La lotta di questi mesi indica ai lavoratori Fincantieri, e non solo a loro, la direzione in cui proseguire. È bene tenere in mente che il braccio di ferro su orari, produttività, prestazioni e premio di produttività è solo momentaneamente sospeso. È scontato infatti che l’applicazione dell’accordo porterà nuovi conflitti a livello aziendale, anche perché non è affatto escluso – anzi! – che Fincantieri possa ritentare l’assalto con l’aiuto di Fim/Uilm e di qualche “improvvisa apertura” della stessa Fiom (che si può leggere, ad esempio, in una dichiarazione del segretario provinciale Trevisan circa il carattere “sperimentale” del 6×6, del tutto in contrasto con la posizione dei compagni che hanno guidato la lotta, per i quali è chiaro e scontato che dopo il 20 dicembre si ritorna agli orari normali senza più il 6×6). Inoltre, già sappiamo che il governo Letta-Berlusconi ha tutta l’intenzione di rimettere in moto il processo di privatizzazione dell’azienda e la sua quotazione in borsa. In un articolo de “La stampa” del 19 luglio si afferma che la Fincantieri è la prima nella lista delle aziende da privatizzare da parte del governo. Perciò, nonostante questa lotta e i risultati conseguiti, grazie al rafforzamento che essa ha favorito, i lavoratori della Fincantieri saranno presto chiamati anche a battaglie di più ampio respiro, e a confrontarsi con la questione centrale, del tutto irrisolta, dell’organizzazione dell’intera classe lavoratrice contro l’attacco scatenato dalla classe capitalistica e dal governo.

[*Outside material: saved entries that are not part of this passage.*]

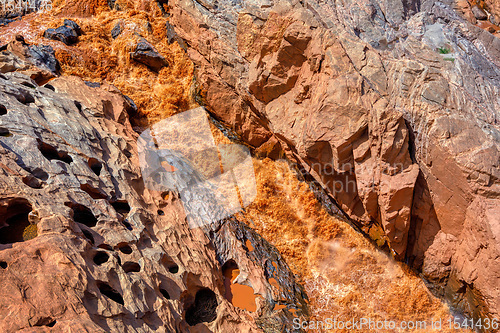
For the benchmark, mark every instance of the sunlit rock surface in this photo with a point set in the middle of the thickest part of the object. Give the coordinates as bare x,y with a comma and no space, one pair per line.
391,106
85,246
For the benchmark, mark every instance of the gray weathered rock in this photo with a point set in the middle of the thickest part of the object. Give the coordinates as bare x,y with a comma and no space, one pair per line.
85,246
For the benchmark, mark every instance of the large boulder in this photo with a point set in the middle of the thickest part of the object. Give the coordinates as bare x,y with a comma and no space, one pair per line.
393,107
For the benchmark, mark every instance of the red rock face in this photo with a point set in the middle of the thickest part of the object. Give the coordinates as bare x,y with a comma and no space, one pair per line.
399,125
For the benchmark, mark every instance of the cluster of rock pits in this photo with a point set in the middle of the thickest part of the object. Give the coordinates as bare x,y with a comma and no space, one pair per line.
482,14
86,247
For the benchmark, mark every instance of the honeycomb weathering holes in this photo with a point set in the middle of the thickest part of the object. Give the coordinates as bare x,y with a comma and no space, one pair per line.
16,226
52,153
109,292
82,214
204,308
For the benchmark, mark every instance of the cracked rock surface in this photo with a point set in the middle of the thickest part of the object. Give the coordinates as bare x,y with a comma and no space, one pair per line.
392,106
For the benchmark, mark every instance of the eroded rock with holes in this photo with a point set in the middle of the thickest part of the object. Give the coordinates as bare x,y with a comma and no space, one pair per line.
85,246
392,106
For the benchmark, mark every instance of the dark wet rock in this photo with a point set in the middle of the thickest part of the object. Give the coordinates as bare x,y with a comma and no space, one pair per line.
146,54
73,25
117,30
43,56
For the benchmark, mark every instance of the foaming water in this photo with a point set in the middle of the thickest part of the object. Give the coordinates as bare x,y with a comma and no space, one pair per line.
346,277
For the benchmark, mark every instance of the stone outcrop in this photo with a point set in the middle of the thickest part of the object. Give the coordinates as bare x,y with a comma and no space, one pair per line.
392,106
86,247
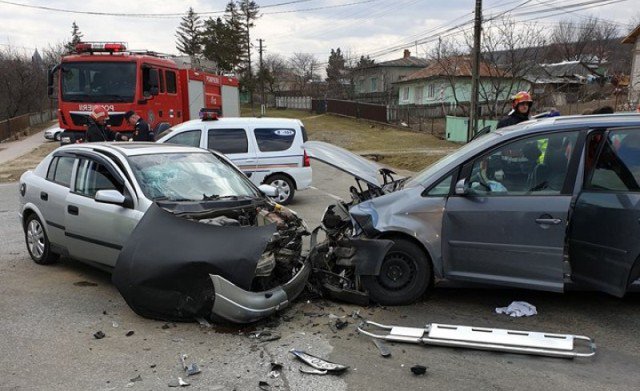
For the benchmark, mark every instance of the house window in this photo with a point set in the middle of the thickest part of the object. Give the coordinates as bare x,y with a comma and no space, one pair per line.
417,97
431,91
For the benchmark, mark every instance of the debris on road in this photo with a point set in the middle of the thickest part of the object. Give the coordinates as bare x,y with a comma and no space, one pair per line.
178,383
501,340
382,348
419,369
190,369
517,309
318,363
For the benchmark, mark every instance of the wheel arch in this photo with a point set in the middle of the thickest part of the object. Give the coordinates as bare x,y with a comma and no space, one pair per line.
268,177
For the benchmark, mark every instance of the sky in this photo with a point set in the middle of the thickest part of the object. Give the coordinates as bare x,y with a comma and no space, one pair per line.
380,28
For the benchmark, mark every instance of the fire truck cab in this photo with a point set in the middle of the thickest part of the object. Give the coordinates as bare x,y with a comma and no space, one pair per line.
161,91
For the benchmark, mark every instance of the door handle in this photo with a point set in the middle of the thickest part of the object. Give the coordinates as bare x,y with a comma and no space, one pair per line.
548,221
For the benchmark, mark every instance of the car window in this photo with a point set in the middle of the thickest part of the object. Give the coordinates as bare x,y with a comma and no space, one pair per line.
441,189
60,170
618,166
93,176
228,141
190,138
532,166
274,139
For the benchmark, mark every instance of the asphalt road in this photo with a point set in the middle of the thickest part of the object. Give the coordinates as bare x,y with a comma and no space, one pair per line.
50,313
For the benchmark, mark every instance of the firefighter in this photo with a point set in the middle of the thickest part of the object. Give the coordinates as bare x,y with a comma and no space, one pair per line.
98,129
141,129
521,104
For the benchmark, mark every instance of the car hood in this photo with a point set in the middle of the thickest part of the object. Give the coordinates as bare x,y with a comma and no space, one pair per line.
345,161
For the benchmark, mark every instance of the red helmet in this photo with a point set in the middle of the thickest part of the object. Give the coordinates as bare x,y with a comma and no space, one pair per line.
99,112
521,97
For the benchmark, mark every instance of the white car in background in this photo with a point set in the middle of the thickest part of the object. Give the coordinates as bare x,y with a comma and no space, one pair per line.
267,150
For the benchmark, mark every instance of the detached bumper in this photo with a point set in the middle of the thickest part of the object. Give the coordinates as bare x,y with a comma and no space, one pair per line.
240,306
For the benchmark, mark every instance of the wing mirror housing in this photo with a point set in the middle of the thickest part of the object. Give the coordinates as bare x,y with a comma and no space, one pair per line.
268,190
461,187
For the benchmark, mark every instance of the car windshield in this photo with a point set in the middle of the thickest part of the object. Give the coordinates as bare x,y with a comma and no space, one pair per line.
98,81
452,158
189,177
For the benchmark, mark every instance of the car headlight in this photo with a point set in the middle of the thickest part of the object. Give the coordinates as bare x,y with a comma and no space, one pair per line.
266,264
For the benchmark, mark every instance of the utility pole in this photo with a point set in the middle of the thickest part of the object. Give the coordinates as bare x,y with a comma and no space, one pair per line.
475,73
261,76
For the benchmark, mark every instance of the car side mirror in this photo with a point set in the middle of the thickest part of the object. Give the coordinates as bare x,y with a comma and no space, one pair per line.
268,190
110,197
461,187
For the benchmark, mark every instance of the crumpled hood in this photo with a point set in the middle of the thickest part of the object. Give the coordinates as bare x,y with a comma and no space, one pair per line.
345,161
164,268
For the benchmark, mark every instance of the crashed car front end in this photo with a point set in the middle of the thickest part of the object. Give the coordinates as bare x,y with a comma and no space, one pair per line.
236,260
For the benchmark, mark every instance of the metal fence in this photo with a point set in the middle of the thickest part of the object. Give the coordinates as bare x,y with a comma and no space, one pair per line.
10,127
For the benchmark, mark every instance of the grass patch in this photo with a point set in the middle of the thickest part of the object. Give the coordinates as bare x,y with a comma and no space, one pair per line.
395,147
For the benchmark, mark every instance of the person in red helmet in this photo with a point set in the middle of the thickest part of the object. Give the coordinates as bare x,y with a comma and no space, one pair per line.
521,104
97,127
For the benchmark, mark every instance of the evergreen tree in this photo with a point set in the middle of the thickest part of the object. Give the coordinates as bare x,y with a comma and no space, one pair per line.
76,37
189,34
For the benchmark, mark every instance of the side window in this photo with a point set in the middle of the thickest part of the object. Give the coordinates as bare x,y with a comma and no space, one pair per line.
60,170
190,138
441,189
618,166
532,166
93,176
276,139
228,141
171,82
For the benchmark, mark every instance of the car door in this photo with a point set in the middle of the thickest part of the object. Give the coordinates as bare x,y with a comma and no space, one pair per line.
508,228
235,143
97,231
605,225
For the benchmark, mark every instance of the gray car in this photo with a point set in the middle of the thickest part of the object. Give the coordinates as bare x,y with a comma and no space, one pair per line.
552,204
184,232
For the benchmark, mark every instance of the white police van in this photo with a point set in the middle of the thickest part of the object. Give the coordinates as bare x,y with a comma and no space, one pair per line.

Agli inizi di luglio i compagni del Comitato permanente contro le guerre e il razzismo e del Centro di iniziativa comunista internazionalista hanno promosso la formazione di un Comitato di sostegno ai lavoratori Fincantieri, alla cui attività hanno partecipato anche altri/e compagni/e. Nonostante le sue forze limitate, il Comitato ha fatto il possibile per rompere l’isolamento di questa lotta, per sollecitarla ad andare avanti, passo dopo passo, a radicalizzarsi, a uscire dal chiuso del cantiere e parlare all’intera classe lavoratrice su temi comuni ai lavoratori di tutti i settori. In questa campagna, il Comitato ha ricevuto il sostegno di una serie di siti (a cominciare da “Il pane e le rose”), network, organizzazioni, giornali e di singoli compagne/i. Nei volantinaggi alla stazione, ai mercati, ai centri commerciali, abbiamo ricevuto parole di solidarietà da parte di lavoratori e gente comune, che hanno espresso la convinzione che quest’attacco è parte di un più generale attacco che coinvolge anche loro. Un organismo sindacale di ferrovieri e di lavoratori degli appalti delle ferrovie di Venezia ci ha mandato una delle più decise prese di posizione di solidarietà alla lotta in Fincantieri, proponendoci di iniziare un confronto per coordinare le forze in campo, al di là delle appartenenze sindacali. Alcuni gruppi di compagni si sono offerti di far arrivare i nostri testi agli operai dei cantieri liguri. Il coordinamento nazionale del S.I. Cobas, che sta coordinando da anni la lotta dei lavoratori della logistica, ha dato il suo pieno sostegno alla lotta degli operai Fincantieri, considerandola parte della loro stessa lotta. Ma la lista di adesioni e solidarietà dall’Italia e dall’estero, è molto più lunga, ed è andata allungandosi con il passare dei giorni…

Ciò che più importa è che questi sono altrettanti segnali della necessità, per far fronte alla crisi, di creare organismi più ampi che coinvolgano lavoratori occupati e disoccupati, più o meno precari, nativi e immigrati, al di là delle appartenenze sindacali e delle barriere del localismo. Sono segnali non solo della necessità, ma anche della possibilità concreta di fare tutto questo: della possibilità che i lavoratori uniscano le proprie forze e facciano fronte unico contro i padroni, il governo e lo stato nella grande tempesta sociale che ci attende negli anni a venire. Ed è per questo che – una volta compiuto il necessario bilancio – l’attività del nostro Comitato continuerà, sia in riferimento alla Fincantieri (non solo a Marghera) che a scala più ampia, cercando di favorire il collegamento e l’unificazione tra le lotte suscitate dalla crisi del capitalismo a livello nazionale e internazionale.